News & Politics

Cokie Roberts Looks Back on a Teenage Photoshoot

She may have been a powerful congressman's daughter, but an "Ingenue" magazine spread shows she lived like a typical '50s teenager.

Cokie Roberts, photographed in 2013 by Jeff Elkins

This article is from Washingtonian’s August 1998 issue. 

“Oh look! That’s my Monica Lewinsky pose,” Cokie Roberts says with her earthy, infectious laugh. She’s looking at these pictures taken when she was a 15-year-old senior at Stone Ridge, a Catholic school in Bethesda. The Monica picture is Cokie talking on the phone while reclining on her parents’ bed.

“I sleep in that bed now,” Cokie explains. “It’s an 18th-century rope bed.”

She’s looking at photographs taken nearly 40 years ago for Ingenue, a teen magazine. Cokie is a hometown Washington girl who has done very well. A longtime National Public Radio commentator, she also has settled in with Sam Donaldson as the co-host of This Week, ABC’s Sunday-morning public-affairs show. Her memoir, We Are Our Mothers’ Daughters, has hit the bestseller list, and in a recent National Journal survey of senior congressional staffers she was voted the best reporter covering Congress.

What these photographs show is that Cokie, born in New Orleans to a powerful political family, is a real Washingtonian. She grew up here and still lives in the Bethesda home her family moved into when she was eight. She was married in the backyard to columnist and commentator Steve Roberts, and their daughter was recently married in that same backyard.

Cokie is part of an older, gentler Washington where Harvey’s and the Occidental Grill were the special-occasion restaurants and the kids hung out at the Hot Shoppe.

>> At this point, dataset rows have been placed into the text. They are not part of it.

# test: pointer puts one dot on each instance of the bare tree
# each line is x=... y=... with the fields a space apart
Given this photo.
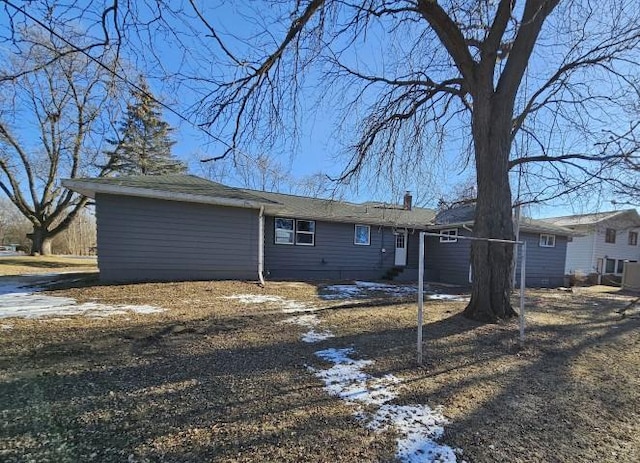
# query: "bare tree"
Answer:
x=52 y=120
x=13 y=225
x=416 y=77
x=554 y=73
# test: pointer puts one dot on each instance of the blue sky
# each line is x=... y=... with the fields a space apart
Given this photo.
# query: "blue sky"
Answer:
x=319 y=146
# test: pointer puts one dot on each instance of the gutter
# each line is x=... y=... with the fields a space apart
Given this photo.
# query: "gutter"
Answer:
x=93 y=189
x=261 y=246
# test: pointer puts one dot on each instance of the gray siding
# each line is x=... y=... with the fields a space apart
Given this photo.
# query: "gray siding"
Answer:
x=333 y=257
x=143 y=239
x=449 y=262
x=545 y=266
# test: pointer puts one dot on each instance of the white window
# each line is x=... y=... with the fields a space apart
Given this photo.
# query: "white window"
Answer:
x=292 y=231
x=362 y=235
x=284 y=233
x=305 y=232
x=547 y=241
x=610 y=266
x=451 y=235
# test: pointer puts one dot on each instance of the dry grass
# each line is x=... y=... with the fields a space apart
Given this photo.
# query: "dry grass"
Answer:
x=19 y=265
x=213 y=379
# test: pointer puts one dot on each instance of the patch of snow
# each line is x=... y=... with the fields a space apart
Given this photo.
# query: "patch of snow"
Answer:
x=362 y=288
x=346 y=379
x=254 y=298
x=447 y=297
x=418 y=426
x=313 y=336
x=17 y=301
x=310 y=321
x=287 y=305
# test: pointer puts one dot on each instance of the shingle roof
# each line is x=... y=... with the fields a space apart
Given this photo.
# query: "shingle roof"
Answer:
x=587 y=219
x=192 y=188
x=464 y=214
x=342 y=211
x=180 y=184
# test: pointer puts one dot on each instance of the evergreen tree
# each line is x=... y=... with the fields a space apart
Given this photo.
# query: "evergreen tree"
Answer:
x=144 y=140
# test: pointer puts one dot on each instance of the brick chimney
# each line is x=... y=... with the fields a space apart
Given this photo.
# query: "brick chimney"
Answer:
x=408 y=199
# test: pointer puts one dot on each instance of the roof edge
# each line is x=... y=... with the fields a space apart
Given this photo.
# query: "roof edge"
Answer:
x=90 y=189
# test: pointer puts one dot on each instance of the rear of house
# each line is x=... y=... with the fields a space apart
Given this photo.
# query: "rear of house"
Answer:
x=177 y=227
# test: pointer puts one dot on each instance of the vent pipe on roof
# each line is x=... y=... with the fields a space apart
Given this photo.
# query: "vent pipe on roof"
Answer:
x=408 y=199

Cokie says there were frequent sermons at Blessed Sacrament Catholic Church—where she still attends Mass—about “goings-on at the Hot Shoppe. It made us wonder what we were missing,” she laughs.

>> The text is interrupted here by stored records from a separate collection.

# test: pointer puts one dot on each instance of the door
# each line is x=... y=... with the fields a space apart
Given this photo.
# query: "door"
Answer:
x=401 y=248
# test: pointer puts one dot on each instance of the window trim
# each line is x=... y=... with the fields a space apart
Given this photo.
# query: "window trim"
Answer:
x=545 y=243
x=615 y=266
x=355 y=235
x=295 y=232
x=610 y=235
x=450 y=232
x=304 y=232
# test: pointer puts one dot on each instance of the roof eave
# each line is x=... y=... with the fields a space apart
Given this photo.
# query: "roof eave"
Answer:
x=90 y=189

Cokie was popular at Stone Ridge. Her ability to handle all kinds of situations came from the sisters who taught there and from her mother, Lindy Boggs, now US Ambassador to the Vatican. When the photos were taken in 1959, Cokie’s father, Hale Boggs, was a powerful congressman. Her Bethesda home was filled with such political figures as Lyndon Johnson, John Kennedy, Sam Rayburn, Hubert Humphrey, and Gerald Ford. To Cokie, her brother, Tommy, and her sister, Barbara, these men were simply family friends who came for dinner.

After her father’s plane was lost on a 1972 flight from Anchorage to Juno in Alaska, Lindy Boggs was elected to his seat and served in Congress until retiring in 1990.

Politics, Cokie says, was the topic of dinner-table conversations. Her mother would take the children out of school to go to Capitol Hill to see important floor debates or hearings.

“Congressional families were close, and we all knew each other. Now they come here saying this is some kind of evil place. Some don’t even bring their families.

“On the Hill at sundown in the old days,” she adds, “they would put down the arguments and pick up the bourbon and branch water.”

Cokie is serving canapés at a Women’s National Democratic Club tea. Her mother, Lindy, who was president of the club, looks on at Katie Louchheim, the club’s vice president. Cokie remembers her dress was blue. “I loved that dress,” she says.

The photo reminds Cokie of all the long evenings she spent talking to girlfriends about boys. “What a nice time it was,” she says. “Now kids do conference calls and e-mail.”

“That was a pale-green prom dress,” Cokie remembers. “Momma made all our dresses and she’d be sewing us in as our dates waited downstairs. We used to tease her years later it was a guarantee of chastity. We were sewn in and couldn’t get out of our dresses.”

Cokie says she spent as much time as possible with her father, Louisiana Congressman Hale Boggs. She says she couldn’t wait to be seven so she could take visiting constituents into the House visitors gallery when she was conducting tours of the Capitol.

At Stone Ridge, choir practice was conducted by Sister Claire Kondolf, who now lives in Rome and often sees Cokie’s mother, Lindy, the United States Ambassador to the Vatican. “There I am,” Cokie says, “in a crewneck and kilt with a kilt pin.”